The other major challenge on the desktop I had was sizing.  The QtPieMenu only used sizeHint which gives a suggested default size for widgets.  For the buttons I wanted a minimum size of what is needed to draw the item with a suggested size of the client specified size.  I wanted to then listen to resizes and scale my box accordingly so the user would have button separators.

For this I overrode minimumSizeHint and resizedEvent.  I have the suspicion that widgets are supposed to implement sizeHint, minimumSizeHint, and maximumSizeHint rather than setting the sizes directly to leave it in the wisdom of the client to possibly bypass the hints by setting the actual minimum, actual, and maximum sizes.

    def minimumSizeHint(self):
        return self._buttonArtist.centerSize()

    @misc_utils.log_exception(_moduleLogger)
    def resizeEvent(self, resizeEvent):
        self.setButtonRadius(min(resizeEvent.size().width(), resizeEvent.size().height()) / 2 - 1)
        QtGui.QWidget.resizeEvent(self, resizeEvent)

When checking how things ran on Maemo I ran into a couple of strange issues.  So they wouldn't become modal I registered the menus as SplashScreen.  I think the hacking around modality of popups was what killed performance on my GTK version.

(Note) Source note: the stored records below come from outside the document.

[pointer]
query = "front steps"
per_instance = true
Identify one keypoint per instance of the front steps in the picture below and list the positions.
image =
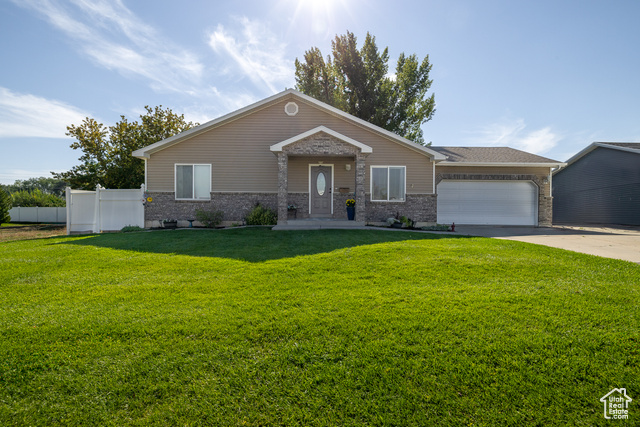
(318, 224)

Unlike the GTK version I was getting the frost effect to the whole window minus the square around the pie. That provided quite an awkward look.  I didn't find anything for this so I just drop the round pies.

The other problem which is yet to be resolved is that if an edge button is selected the pie appears off-center from the user's click.  The odd part to me is even the middle buttons have the pie go partially off-screen so it must be some kind of how much is it off the screen.

You can find the source code for these pie menus in ejpi's git repo.